After a series of controversies caused by technical hiccups and licensing changes, AI startup Stability AI announced its latest family of image-generation models.
According to the company, the stable Diffusion 3.5 series is more customizable and versatile than Stability's previous-generation tech, as well as more performant. In total, there are three models.
Stable Diffusion 3.5 Large: At 8 billion parameters, it's the most powerful and will generate images up to 1 megapixel in resolution. (Parameters approximately correlates with problem-solving capability; more parameters roughly mean a better-performing model in general.)
Stable Diffusion 3.5 Large Turbo: This is a Turbo version of Stable Diffusion 3.5 Large that generates images significantly faster than the former while losing a little quality.
Stable Diffusion 3.5 Medium: Optimized version of the model to run it on edge devices like smartphones and laptops with a resolution capacity from 0.25 megapixels up to 2 megapixels.
While the other two, Stable Diffusion 3.5 Large and 3.5 Large Turbo, are available already today; the new one, 3.5 Medium will arrive on October 29.
Stability claims that the Stable Diffusion 3.5 models should produce more "diverse" outputs-more images which feature people with varied skin tones and features-symptom without "extensive" prompting.

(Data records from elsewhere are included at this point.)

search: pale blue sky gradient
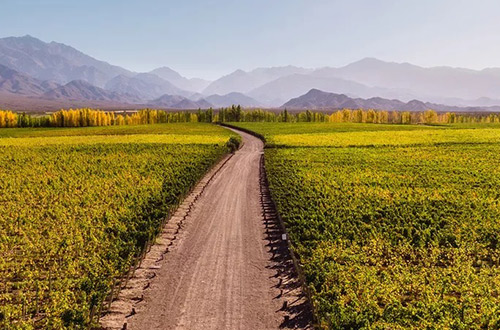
[0,0,500,78]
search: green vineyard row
[233,123,500,329]
[0,124,234,329]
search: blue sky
[0,0,500,78]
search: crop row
[0,124,234,329]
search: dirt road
[117,133,306,330]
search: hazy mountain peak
[149,66,210,92]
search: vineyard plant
[0,123,237,329]
[233,123,500,330]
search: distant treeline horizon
[0,105,500,128]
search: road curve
[127,132,292,330]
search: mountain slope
[104,73,190,100]
[205,92,261,107]
[203,66,312,95]
[149,94,212,109]
[311,58,500,102]
[42,80,138,103]
[282,89,430,111]
[0,64,58,95]
[0,36,132,87]
[149,66,210,93]
[248,74,370,106]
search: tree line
[0,105,500,128]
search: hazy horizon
[0,0,500,80]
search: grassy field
[233,123,500,329]
[0,123,234,329]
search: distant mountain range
[0,36,500,111]
[281,89,500,111]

"During training, multiple versions of prompts, with shorter prompts prioritized, caption every image, ensuring a broader and more diverse distribution of image concepts for any given text description, Stability chief technology officer Hanno Basse explains in an interview with TechCrunch. "Unlike most generative AI companies, we train on a wide variety of data, including filtered publicly available datasets and synthetic data."
Some companies have cludgily built these sorts of "diversifying" features into image generators in the past, prompting outcries on social media. An older version of Google's Gemini chatbot, for instance, would display an anachronistic group of figures for historical prompts such as "a Roman legion" or "U.S. senators." Google had to pause image generation of people for nearly six months as it developed a fix.

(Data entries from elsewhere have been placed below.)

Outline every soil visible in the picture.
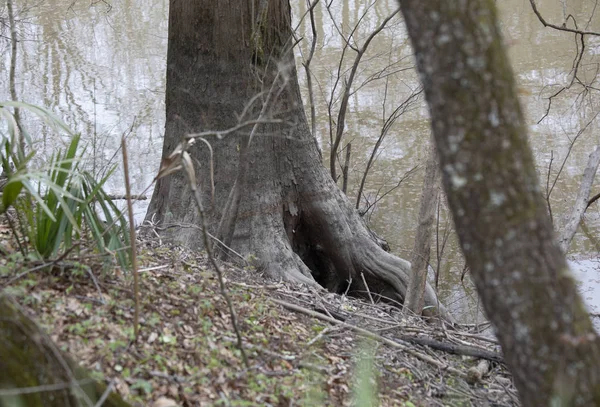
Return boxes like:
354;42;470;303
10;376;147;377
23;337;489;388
0;229;518;407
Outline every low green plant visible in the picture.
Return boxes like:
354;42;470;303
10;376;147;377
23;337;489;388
0;102;129;268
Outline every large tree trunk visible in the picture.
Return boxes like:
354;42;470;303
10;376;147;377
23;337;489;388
147;0;445;313
0;295;129;407
401;0;600;406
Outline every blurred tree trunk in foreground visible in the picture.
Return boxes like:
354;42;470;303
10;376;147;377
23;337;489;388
400;0;600;407
0;295;129;407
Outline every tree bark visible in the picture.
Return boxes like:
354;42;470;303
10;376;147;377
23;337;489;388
404;145;439;315
147;0;446;315
401;0;600;406
558;146;600;254
0;295;129;407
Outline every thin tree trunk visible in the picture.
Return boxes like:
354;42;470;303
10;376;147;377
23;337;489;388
558;146;600;254
404;145;439;315
400;0;600;407
146;0;449;317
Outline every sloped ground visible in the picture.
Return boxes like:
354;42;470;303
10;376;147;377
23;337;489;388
0;231;517;407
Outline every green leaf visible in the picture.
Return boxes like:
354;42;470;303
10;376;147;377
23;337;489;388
2;180;23;211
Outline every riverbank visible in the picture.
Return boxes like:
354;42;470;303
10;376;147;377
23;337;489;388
0;230;517;407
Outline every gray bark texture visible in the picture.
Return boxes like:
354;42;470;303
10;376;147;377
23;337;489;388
146;0;447;315
400;0;600;407
558;146;600;254
404;145;439;315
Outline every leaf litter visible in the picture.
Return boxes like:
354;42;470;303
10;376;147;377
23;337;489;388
0;233;518;407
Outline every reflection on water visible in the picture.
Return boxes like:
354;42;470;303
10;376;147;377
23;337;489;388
0;0;600;326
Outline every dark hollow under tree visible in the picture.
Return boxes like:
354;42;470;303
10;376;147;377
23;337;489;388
146;0;446;314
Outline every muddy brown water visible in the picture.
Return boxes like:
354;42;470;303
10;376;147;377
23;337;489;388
0;0;600;321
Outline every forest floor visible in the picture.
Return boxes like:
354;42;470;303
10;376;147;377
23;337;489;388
0;229;518;407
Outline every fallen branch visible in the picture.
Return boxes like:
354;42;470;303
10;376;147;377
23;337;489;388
399;335;504;363
558;146;600;253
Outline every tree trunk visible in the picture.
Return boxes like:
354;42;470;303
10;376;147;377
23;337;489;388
147;0;445;314
401;0;600;406
404;145;439;315
0;295;129;407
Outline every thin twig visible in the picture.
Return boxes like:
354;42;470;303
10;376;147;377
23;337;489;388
271;298;467;379
180;142;250;368
360;272;375;305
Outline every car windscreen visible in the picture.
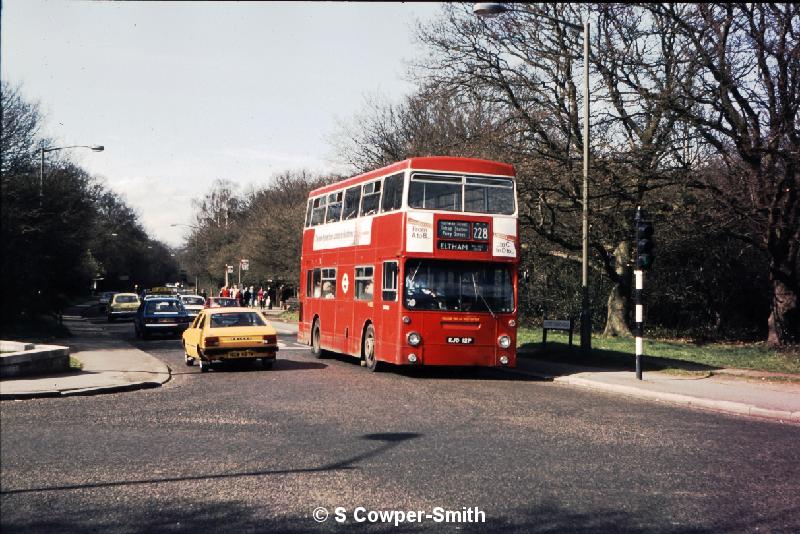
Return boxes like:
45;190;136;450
211;312;267;328
144;300;183;313
404;260;514;313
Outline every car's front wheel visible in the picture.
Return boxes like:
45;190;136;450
183;343;194;367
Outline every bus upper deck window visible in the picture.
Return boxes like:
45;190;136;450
325;191;342;223
311;196;328;226
464;178;514;215
381;173;404;212
361;180;381;217
342;185;361;221
408;174;463;211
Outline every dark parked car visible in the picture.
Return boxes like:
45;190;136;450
205;297;239;308
133;297;192;339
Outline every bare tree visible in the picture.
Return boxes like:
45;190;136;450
639;3;800;345
412;3;682;335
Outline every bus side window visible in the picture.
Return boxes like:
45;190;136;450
342;185;361;221
321;269;336;299
361;180;381;217
381;173;404;212
355;266;374;300
313;269;322;298
306;200;311;228
382;261;397;302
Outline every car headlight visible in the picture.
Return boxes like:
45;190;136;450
406;332;422;347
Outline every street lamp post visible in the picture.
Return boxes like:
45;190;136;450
39;145;105;206
472;2;592;353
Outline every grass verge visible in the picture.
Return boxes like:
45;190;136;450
517;328;800;374
0;315;70;343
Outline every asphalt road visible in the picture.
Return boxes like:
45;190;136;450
0;323;800;532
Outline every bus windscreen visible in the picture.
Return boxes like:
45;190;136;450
404;260;514;314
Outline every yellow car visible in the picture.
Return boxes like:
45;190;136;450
106;293;139;323
182;308;278;373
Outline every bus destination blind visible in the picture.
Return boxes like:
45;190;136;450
436;220;489;252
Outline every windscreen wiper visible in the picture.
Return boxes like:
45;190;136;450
470;273;497;320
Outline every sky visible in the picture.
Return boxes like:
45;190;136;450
0;0;440;246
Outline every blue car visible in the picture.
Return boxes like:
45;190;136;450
133;297;192;339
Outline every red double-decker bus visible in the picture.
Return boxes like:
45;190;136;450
298;157;519;370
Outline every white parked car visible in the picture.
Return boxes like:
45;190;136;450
179;295;206;317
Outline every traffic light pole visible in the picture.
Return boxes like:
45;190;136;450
633;269;644;380
633;206;653;380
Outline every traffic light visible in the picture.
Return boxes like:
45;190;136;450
636;218;653;271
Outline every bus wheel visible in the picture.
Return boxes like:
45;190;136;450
311;321;322;358
361;325;378;372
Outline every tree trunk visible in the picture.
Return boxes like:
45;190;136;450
603;241;631;336
767;275;800;347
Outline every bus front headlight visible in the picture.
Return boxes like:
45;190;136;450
406;332;422;347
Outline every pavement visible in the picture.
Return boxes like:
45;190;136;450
0;309;800;424
514;355;800;424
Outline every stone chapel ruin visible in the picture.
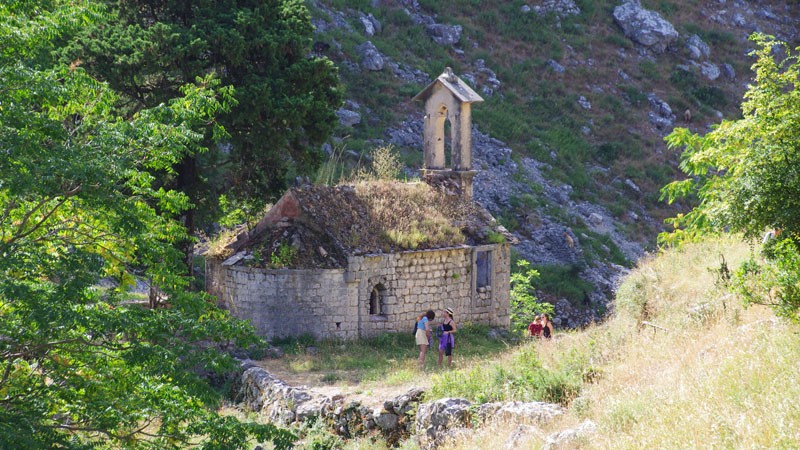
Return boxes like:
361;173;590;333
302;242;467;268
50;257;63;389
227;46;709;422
206;68;516;339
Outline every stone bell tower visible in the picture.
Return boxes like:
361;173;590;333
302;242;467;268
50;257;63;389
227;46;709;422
414;67;483;198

Hopefully, Stability's strategy is wiser than some others. Unfortunately, we cannot give any impressions because Stability didn't offer early access.
Stability's preeminent image generator, Stable Diffusion 3 Medium, was broadly panned for its offbeat artifacts and shortcomings in adhering to prompts. The firm warns that Stable Diffusion 3.5 models may have similar prompting issues; it lays the blame on engineering and architectural trade-offs. But Stability also says the models are more robust than their predecessors in cranking out images in a host of different styles, including 3D art.
"Greater variation in outputs from the same prompt with different seeds may occur, which is intentional as it helps preserve a broader knowledge-base and diverse styles in the base models," Stability wrote in a blog post shared with TechCrunch. "However as a result, prompts lacking specificity might lead to increased uncertainty in the output, and the aesthetic level may vary."
One thing that hasn't changed with the new models is Stability's licenses.
Like all previous Stability models, the Stable Diffusion 3.5 series are free to use for "non-commercial" purposes, including research. Businesses with less than $1 million in annual revenue may commercialize them at no cost. Organizations with more than $1 million in revenue have to enter a contract with Stability to obtain an enterprise license.
Stability caused a scandal this summer over its prohibitive fine-tuning terms, which accorded--or at least seemed to accord--the company the right to charge fees for models trained on images from its image generators. The company backtracked following the backlash, letting in more liberal commercial uses. Stability reasserted today that users own the media they generate with Stability models.
"We want creators to distribute and monetize their work all along the pipeline," said Ana Guillén, VP of marketing and communications at Stability, via email. "As long as they share a copy of our community license with the users of those creations and give 'Powered by Stability AI' visibility on websites, user interfaces, blog posts, About pages, or product documentation."
Stable Diffusion 3.5 Large and Diffusion 3.5 Large Turbo can be self-hosted or used through Stability's API and third-party platforms including Hugging Face, Fireworks, Replicate, and ComfyUI. Stability says it looks forward to releasing the ControlNets for the models, which will facilitate fine-tuning in the coming days.
Stability's models, like most AI models, are trained on public web data — some of which may be copyrighted or under a restrictive license. Stability and many other AI vendors argue that the fair-use doctrine shields them from copyright claims. But that hasn't stopped data owners from filing a growing number of class action lawsuits.
It leaves it to customers to defend their own rights, and has no payout carve-out should it be determined liable.
It does permit data owners to request removal of their data from its training datasets. By March 2023, artists had removed 80 million images from Stable Diffusion's training data, the company reports.
In a statement to me about safety measures around misinformation ahead of the U.S. general elections, Stability said that it "has taken—and continues to take—reasonable steps to prevent the misuse of Stable Diffusion by bad actors." The startup declined to give specific technical details about those steps, however.
As of March, Stability only explicitly prohibited the production of "deceptive" content using its generative AI tools—did not prohibit content that could influence elections, hurt election integrity, or features politicians and public figures.